Pip McCrostie, EY’s Global Vice-Chair, Transaction Advisory Services, says: “M&A sentiments are being buoyed by a much more positive view of deal fundamentals – there have been notable increases in the number and quality of acquisition opportunities, as well as a significant improvement in the likelihood of successfully closing deals. All of this is underpinned by growing confidence in a global economy on a sounder footing – improving economic conditions in mature economies and more stabilization in the major emerging markets.”

Executives who expressed the intent to engage in momentum-creating deals (US$501m to US$1b range) more than doubled from six months ago, to 19%. Those focused on smaller transactions (< US$51m) fell to just 27%, from almost 40% 12 months ago, with greater confidence fueling an appetite to do larger deals.

Cash is less of a deal as debt and equity primed to support M&A

A shift towards using debt and equity to finance deals away from cash represents a move away from risk aversion and smaller transactions. 

Says McCrostie: “Historically, larger M&A has not been typically cash-funded and the disciplined use of leverage ensures companies are able to access the credit markets as they undertake larger transactions. The use of more leverage also highlights the appetite for larger deals, to address growth mandates, and further signals a trend towards more active M&A and bigger deals.”

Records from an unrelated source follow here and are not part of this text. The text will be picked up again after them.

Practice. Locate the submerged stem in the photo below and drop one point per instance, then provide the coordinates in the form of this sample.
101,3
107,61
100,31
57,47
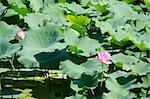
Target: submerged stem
102,76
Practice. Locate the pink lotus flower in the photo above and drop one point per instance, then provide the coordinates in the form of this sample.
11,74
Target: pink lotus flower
103,57
20,35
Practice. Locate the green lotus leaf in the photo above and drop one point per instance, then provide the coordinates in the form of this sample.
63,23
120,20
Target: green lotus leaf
87,49
3,70
2,8
31,20
122,10
44,39
54,13
77,96
50,13
131,63
81,20
75,71
76,8
117,91
7,49
18,3
126,33
146,81
129,1
36,4
8,31
147,3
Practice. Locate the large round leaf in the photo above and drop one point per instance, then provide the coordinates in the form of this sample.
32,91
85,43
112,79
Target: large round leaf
7,49
44,39
8,31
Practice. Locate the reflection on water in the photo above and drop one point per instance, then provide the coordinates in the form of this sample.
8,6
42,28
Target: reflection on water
36,87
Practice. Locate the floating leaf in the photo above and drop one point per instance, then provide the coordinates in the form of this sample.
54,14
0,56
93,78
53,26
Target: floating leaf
44,39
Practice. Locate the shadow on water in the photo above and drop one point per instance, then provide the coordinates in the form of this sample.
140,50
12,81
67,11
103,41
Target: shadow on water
34,87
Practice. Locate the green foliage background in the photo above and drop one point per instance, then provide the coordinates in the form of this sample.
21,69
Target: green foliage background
66,35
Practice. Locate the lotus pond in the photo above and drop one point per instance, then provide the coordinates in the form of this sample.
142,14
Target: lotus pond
75,49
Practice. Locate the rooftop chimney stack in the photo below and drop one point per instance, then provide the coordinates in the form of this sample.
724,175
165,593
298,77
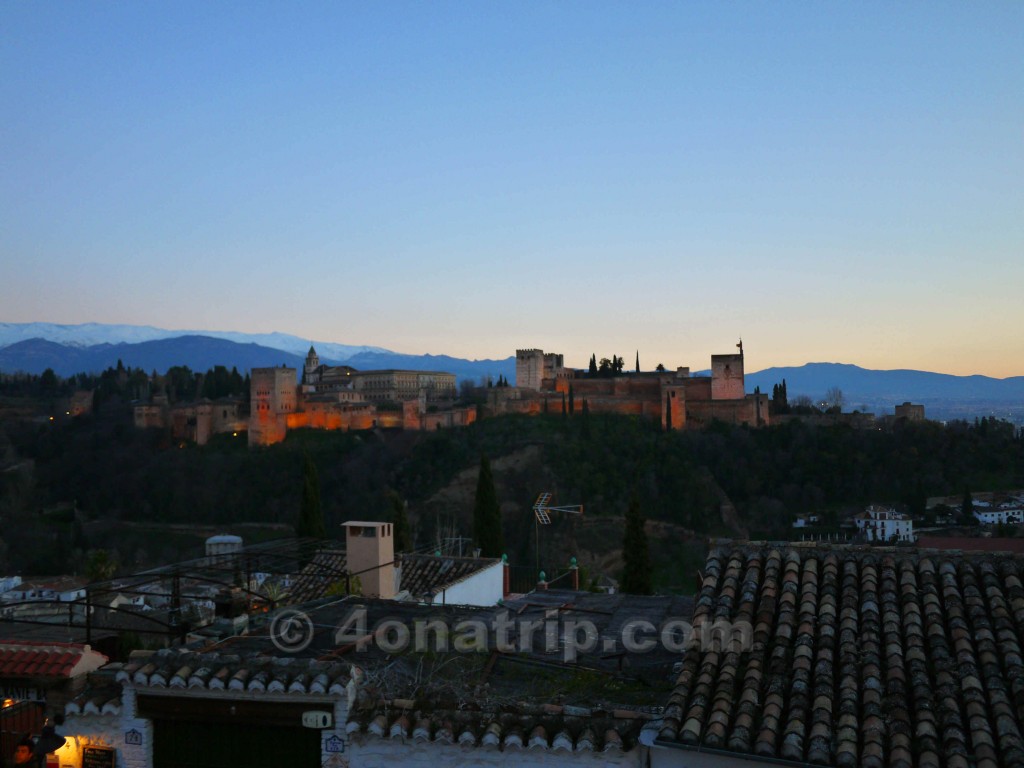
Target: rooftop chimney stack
370,552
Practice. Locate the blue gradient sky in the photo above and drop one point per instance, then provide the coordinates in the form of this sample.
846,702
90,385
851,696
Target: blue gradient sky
840,182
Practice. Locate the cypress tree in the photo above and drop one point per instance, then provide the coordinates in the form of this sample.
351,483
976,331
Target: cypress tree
637,574
310,514
399,519
487,534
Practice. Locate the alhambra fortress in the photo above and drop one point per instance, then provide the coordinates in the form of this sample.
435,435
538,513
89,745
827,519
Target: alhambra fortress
341,397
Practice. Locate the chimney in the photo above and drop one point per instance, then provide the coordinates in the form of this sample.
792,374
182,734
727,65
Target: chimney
370,554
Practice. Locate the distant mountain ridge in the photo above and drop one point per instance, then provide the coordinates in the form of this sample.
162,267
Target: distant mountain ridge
815,378
93,347
201,352
92,334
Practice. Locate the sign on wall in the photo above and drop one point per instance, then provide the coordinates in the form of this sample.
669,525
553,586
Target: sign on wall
98,757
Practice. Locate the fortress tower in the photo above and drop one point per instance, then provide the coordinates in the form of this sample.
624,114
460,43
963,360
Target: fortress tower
532,367
727,376
272,394
309,373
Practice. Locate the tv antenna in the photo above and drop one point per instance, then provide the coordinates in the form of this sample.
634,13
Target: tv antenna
542,516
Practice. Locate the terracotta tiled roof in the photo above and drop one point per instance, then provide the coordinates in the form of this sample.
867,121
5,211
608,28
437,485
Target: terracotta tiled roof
426,576
549,728
172,669
859,657
31,659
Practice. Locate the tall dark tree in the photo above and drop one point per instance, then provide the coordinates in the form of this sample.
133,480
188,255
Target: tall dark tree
967,510
310,514
399,519
487,534
637,577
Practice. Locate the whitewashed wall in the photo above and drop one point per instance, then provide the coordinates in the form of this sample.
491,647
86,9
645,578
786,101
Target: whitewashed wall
129,736
483,588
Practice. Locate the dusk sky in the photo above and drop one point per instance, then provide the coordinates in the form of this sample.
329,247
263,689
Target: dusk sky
833,182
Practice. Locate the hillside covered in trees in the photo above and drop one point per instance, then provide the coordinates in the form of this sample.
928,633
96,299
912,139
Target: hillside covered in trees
722,481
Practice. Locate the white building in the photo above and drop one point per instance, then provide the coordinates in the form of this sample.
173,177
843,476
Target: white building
1005,515
885,524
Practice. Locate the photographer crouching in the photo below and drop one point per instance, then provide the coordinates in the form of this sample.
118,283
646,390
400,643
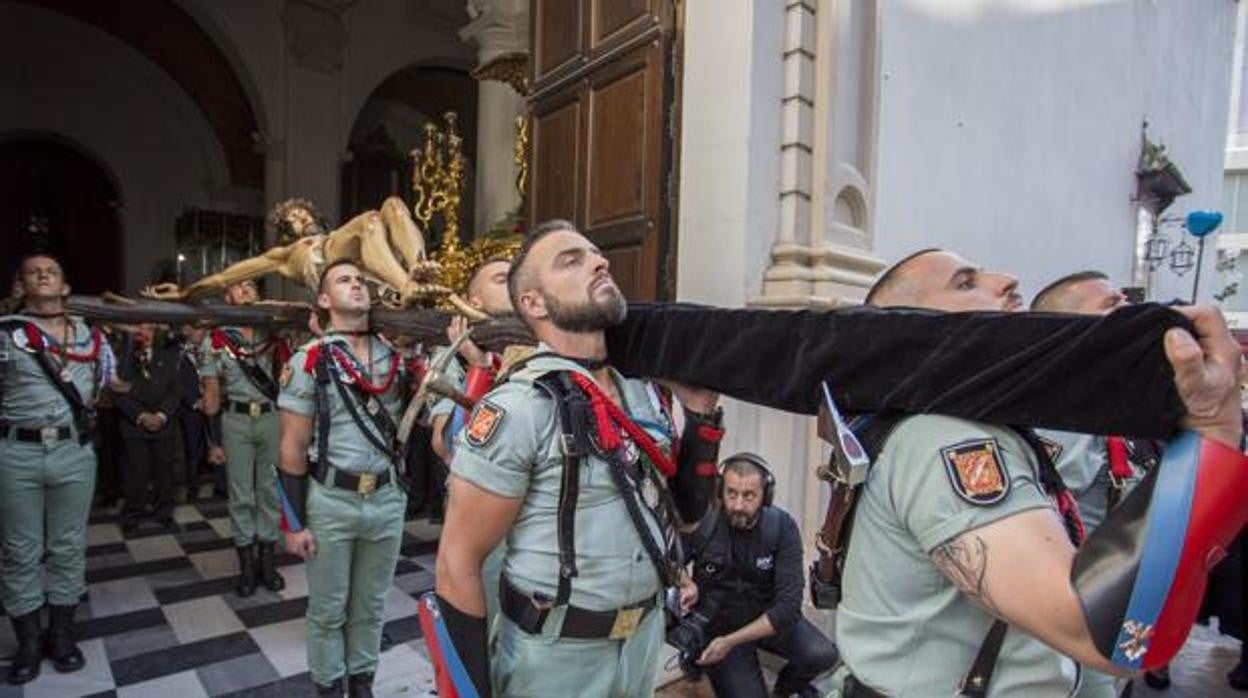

Mature markets to drive revival of M&A; emerging market interest grows further

A clear focus on investing into mature markets has returned with 58% of leading corporates allocating meaningful investment capital to developed markets to pursue attractive safe growth options. Economies such as the US, China, Japan, UK, Germany and France are expected to be among potential buyers and mature markets such as the US, Canada, UK and Germany are also among the destinations of investment choice.

Simultaneously, over the past 12 months, 47% of the executives indicate they have placed greater focus on investing in BRIC (27%) and non-BRIC (20%) emerging markets as they search for new strategic opportunities.

Mrs McCrostie continues: “Over the next 12 months companies will allocate their investment capital across a broad base of destinations. Companies are once again allocating substantial acquisition capital to developed markets and these mature economies will likely lead the return of M&A. However, companies will also continue to pursue the emerging and frontier markets as growth mandates take hold.

“Ultimately, investment capital will flow to those regions which provide the best balance of risk-reward opportunities.”

The top 5 destinations for would-be deal-makers are: China, India, Brazil, United States and Canada. Sectors with the highest level of anticipated deal-making are Life Sciences, Oil & Gas, Automotive, Consumer Products, Automotive and Technology.

A shift to robust deal-making as investing tops capital agenda

Over the past 12 months the focus of leading corporates’ capital agenda has shifted – the appetite to invest has increased by more than a third, while the intention to preserve capital has halved.

McCrostie concludes: “Companies have weathered a prolonged period of uncertainty during which time they strengthened their balance sheets and optimized their capital structures. Having warehoused cash for a number of years, and with ready access to credit, leading corporates are in a strong financial position to do deals – they now have more confidence to pull the trigger.

“This does not mean we will see a return to boom-time deal-making. That was unsustainable – but so is the M&A recession we have experienced since 2009. For many, organic measures alone can no longer meet growth mandates and deals will be the best route to meaningful growth. Barring any further significant economic or geo-political shocks, we should see the resuscitation of a global M&A market which has flat-lined in recent years.”